Parfois il ne s'agit pas d'ajouter de l'architecture défensive, mais plutôt d'enlever de l'architecture inclusive. Parfois, un parc peut être inclusif pour un type de population et exclusif pour l'autre. Un banc avec des appuis peut aider une personne avec une mobilité réduite à s'asseoir, mais par le même coup empêcher une personne itinérante de s'y coucher.
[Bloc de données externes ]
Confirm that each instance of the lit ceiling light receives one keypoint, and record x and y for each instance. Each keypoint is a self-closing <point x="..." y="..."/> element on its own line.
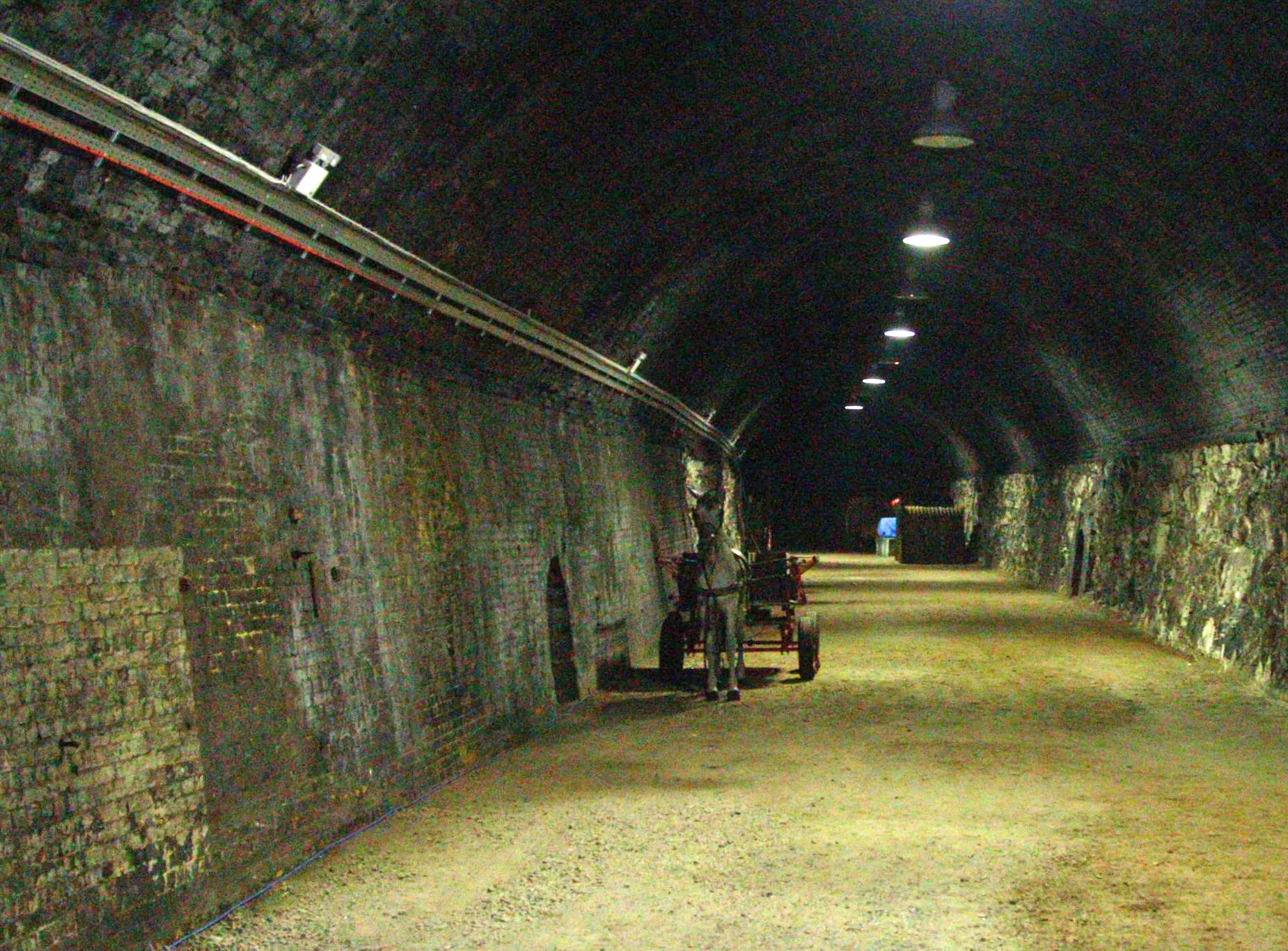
<point x="925" y="233"/>
<point x="943" y="130"/>
<point x="901" y="330"/>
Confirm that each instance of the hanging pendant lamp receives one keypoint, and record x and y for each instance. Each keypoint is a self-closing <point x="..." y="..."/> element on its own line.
<point x="900" y="330"/>
<point x="943" y="129"/>
<point x="925" y="233"/>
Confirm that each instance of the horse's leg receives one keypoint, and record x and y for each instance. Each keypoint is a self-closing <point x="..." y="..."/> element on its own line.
<point x="712" y="636"/>
<point x="733" y="650"/>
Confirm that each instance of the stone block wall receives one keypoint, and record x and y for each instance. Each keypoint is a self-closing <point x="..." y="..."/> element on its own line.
<point x="101" y="780"/>
<point x="363" y="517"/>
<point x="1193" y="544"/>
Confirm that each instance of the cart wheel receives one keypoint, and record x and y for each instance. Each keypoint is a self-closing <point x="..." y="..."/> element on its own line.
<point x="807" y="646"/>
<point x="670" y="647"/>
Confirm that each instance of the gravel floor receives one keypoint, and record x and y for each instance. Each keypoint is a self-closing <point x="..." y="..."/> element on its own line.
<point x="977" y="766"/>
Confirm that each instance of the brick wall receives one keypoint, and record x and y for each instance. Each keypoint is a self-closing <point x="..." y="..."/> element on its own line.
<point x="365" y="522"/>
<point x="101" y="780"/>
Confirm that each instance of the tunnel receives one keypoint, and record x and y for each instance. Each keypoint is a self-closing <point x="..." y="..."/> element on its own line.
<point x="384" y="387"/>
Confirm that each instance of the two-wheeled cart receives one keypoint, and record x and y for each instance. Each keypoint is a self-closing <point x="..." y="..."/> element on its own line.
<point x="774" y="622"/>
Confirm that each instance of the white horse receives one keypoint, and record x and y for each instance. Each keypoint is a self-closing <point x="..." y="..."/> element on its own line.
<point x="724" y="585"/>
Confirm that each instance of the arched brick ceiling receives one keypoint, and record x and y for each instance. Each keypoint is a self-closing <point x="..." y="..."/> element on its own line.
<point x="725" y="190"/>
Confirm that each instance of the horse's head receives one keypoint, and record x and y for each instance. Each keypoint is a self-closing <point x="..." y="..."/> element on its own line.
<point x="707" y="517"/>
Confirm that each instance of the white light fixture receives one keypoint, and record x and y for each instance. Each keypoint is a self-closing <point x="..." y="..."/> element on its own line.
<point x="943" y="129"/>
<point x="901" y="330"/>
<point x="925" y="233"/>
<point x="308" y="175"/>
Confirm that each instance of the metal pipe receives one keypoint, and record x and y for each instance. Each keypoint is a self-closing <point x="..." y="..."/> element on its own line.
<point x="297" y="219"/>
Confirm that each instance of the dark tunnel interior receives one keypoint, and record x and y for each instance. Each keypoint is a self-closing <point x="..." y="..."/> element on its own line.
<point x="320" y="545"/>
<point x="724" y="189"/>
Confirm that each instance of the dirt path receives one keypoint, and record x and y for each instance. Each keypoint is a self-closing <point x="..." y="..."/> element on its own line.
<point x="975" y="766"/>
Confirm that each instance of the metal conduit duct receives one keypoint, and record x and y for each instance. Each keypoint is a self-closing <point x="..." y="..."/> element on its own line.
<point x="228" y="183"/>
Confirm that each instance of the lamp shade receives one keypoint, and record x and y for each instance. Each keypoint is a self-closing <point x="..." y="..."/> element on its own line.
<point x="925" y="233"/>
<point x="943" y="129"/>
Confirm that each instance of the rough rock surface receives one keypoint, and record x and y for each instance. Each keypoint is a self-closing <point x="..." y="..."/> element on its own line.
<point x="1192" y="544"/>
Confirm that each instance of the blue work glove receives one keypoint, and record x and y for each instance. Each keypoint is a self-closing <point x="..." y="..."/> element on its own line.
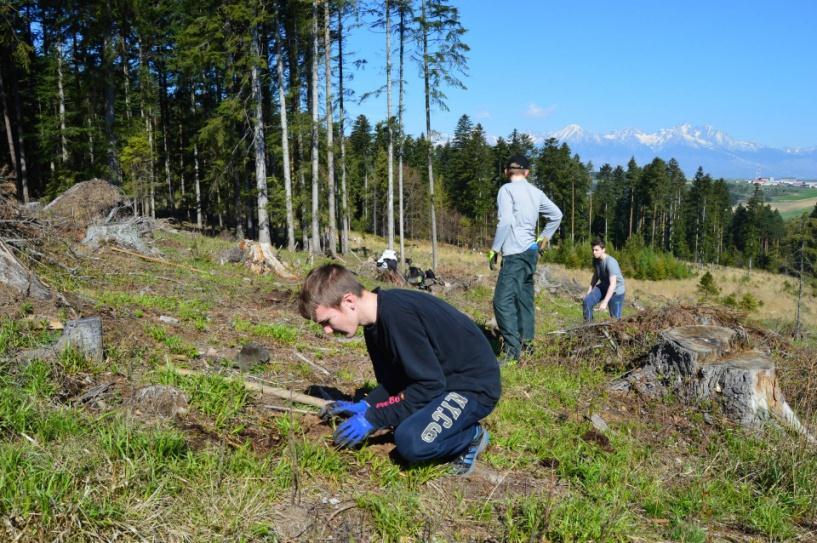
<point x="353" y="431"/>
<point x="492" y="258"/>
<point x="346" y="408"/>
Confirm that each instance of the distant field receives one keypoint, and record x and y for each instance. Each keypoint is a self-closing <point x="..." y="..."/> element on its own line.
<point x="790" y="209"/>
<point x="800" y="195"/>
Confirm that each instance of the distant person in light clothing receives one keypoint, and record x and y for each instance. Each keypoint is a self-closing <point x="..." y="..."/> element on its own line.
<point x="606" y="286"/>
<point x="519" y="205"/>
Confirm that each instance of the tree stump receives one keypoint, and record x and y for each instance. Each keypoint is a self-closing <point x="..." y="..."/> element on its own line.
<point x="260" y="259"/>
<point x="84" y="335"/>
<point x="710" y="363"/>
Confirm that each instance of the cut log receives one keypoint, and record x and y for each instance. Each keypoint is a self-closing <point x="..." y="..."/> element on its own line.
<point x="260" y="258"/>
<point x="708" y="363"/>
<point x="16" y="276"/>
<point x="274" y="391"/>
<point x="131" y="234"/>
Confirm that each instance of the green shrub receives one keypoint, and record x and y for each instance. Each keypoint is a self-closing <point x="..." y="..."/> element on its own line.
<point x="707" y="286"/>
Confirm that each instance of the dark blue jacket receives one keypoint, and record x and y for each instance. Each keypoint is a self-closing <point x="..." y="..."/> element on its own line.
<point x="421" y="347"/>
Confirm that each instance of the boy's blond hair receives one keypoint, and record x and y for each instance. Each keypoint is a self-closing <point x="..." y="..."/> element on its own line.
<point x="326" y="285"/>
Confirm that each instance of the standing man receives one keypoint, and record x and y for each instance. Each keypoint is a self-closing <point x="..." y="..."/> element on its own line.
<point x="519" y="205"/>
<point x="436" y="374"/>
<point x="606" y="285"/>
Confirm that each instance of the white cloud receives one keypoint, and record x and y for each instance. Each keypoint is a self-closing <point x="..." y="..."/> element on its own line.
<point x="535" y="111"/>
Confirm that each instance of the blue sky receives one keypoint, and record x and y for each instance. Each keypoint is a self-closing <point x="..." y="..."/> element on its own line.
<point x="747" y="68"/>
Banc avec appuis coin St-Dominique et René-Lévesque

Ces bancs (photographie ci-dessus), se trouvent à un coin de rue de la Place de la Paix, un endroit de choix pour les skaters, les itinérants, et d'autres personnes exclus socialement. Il y a un excellent documentaire sur ce parc, qui relate comment certaines décisions municipales depuis l'ère de Jean Drapeau (1954) ont amenés ces gens à se réunir à ce lieu parce qu'exclus ailleurs.

En 2005, l'administration municipale a enlevé les bancs qui s'y trouvaient, et comme au parc Émilie-Gamelin et au Square Cabot, ont augmentées les activités pour inviter d'autre types de populations à s'installer dans le parc. Voilà le contexte qui me porte à penser que ces bancs avec appuis ont été installés pas loin de la Place avec l'idée d'empêcher les itinérants d'y dormir. Ça me fait penser à un jeu de chaise musicale, où on enlève la chaise sous ces gens, ils migrent vers d'autre endroits, et on leur enlève la chaise là-bas aussi.

Place de la Paix

Par contre, les skaters ont gagné leur combat à ce parc, idéal pour eux à cause du mobilier urbain aux rebords bas. Il était autrefois illégal de faire du skate dans ce parc, mais les autorités municipales ont permis cette activité dans la Place de la Paix, en autant que c'est durant le jour.


Place de la Paix

Quelqu'un se promenant sur la Place de la Paix, sans connaître le contexte, ne saura pas qu'il y avait des bancs avant. Il ne connaîtra pas les conséquences d'une dispersion des indésirables du centre-ville, ce sont des tendances dont les conséquences sont difficiles à mesurer.